Blog: Kubernetes 1.27: Quality-of-Service for Memory Resources (alpha)

Authors: Dixita Narang (Google)

Kubernetes v1.27, released in April 2023, introduced changes to
Memory QoS (alpha) to improve memory management capabilites in Linux nodes.

Support for Memory QoS was initially added in Kubernetes v1.22, and later some
limitations
around the formula for calculating memory.high were identified. These limitations are
addressed in Kubernetes v1.27.

Background

Kubernetes allows you to optionally specify how much of each resources a container needs
in the Pod specification. The most common resources to specify are CPU and Memory.

For example, a Pod manifest that defines container resource requirements could look like:

apiVersion: v1
kind: Pod
metadata:
name: example
spec:
containers:
- name: nginx
resources:
requests:
memory: "64Mi"
cpu: "250m"
limits:
memory: "64Mi"
cpu: "500m"

spec.containers[].resources.requests

When you specify the resource request for containers in a Pod, the
Kubernetes scheduler
uses this information to decide which node to place the Pod on. The scheduler
ensures that for each resource type, the sum of the resource requests of the
scheduled containers is less than the total allocatable resources on the node.
spec.containers[].resources.limits

When you specify the resource limit for containers in a Pod, the kubelet enforces
those limits so that the running containers are not allowed to use more of those
resources than the limits you set.

When the kubelet starts a container as a part of a Pod, kubelet passes the
container’s requests and limits for CPU and memory to the container runtime.
The container runtime assigns both CPU request and CPU limit to a container.
Provided the system has free CPU time, the containers are guaranteed to be
allocated as much CPU as they request. Containers cannot use more CPU than
the configured limit i.e. containers CPU usage will be throttled if they
use more CPU than the specified limit within a given time slice.

Prior to Memory QoS feature, the container runtime only used the memory
limit and discarded the memory request (requests were, and still are,
also used to influence scheduling).
If a container uses more memory than the configured limit,
the Linux Out Of Memory (OOM) killer will be invoked.

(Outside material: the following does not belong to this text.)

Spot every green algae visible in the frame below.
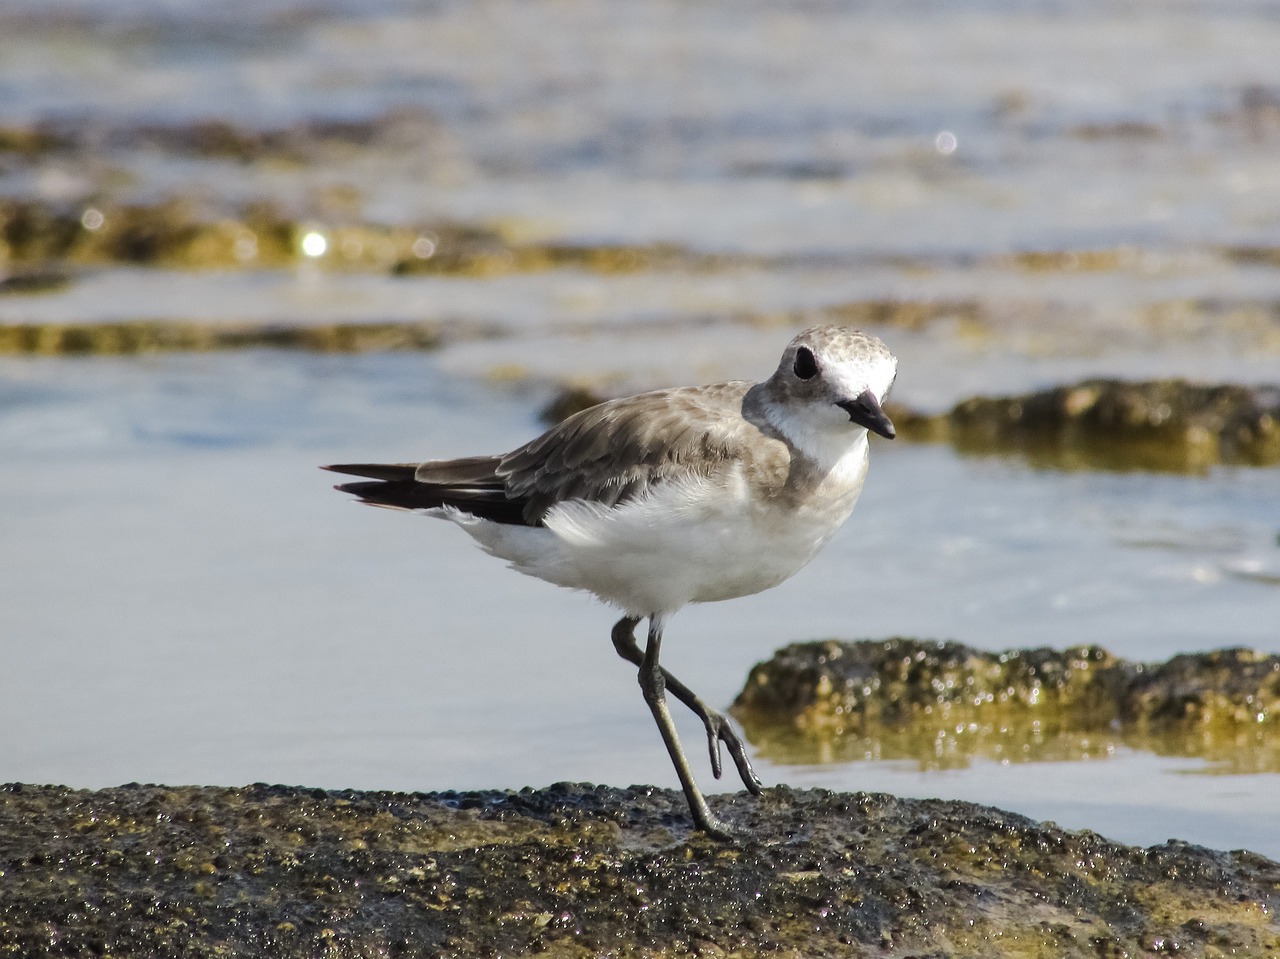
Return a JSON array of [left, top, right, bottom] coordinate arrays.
[[732, 640, 1280, 773]]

Let’s compare how the container runtime on Linux typically configures memory
request and limit in cgroups, with and without Memory QoS feature:

Memory request

The memory request is mainly used by kube-scheduler during (Kubernetes) Pod
scheduling. In cgroups v1, there are no controls to specify the minimum amount
of memory the cgroups must always retain. Hence, the container runtime did not
use the value of requested memory set in the Pod spec.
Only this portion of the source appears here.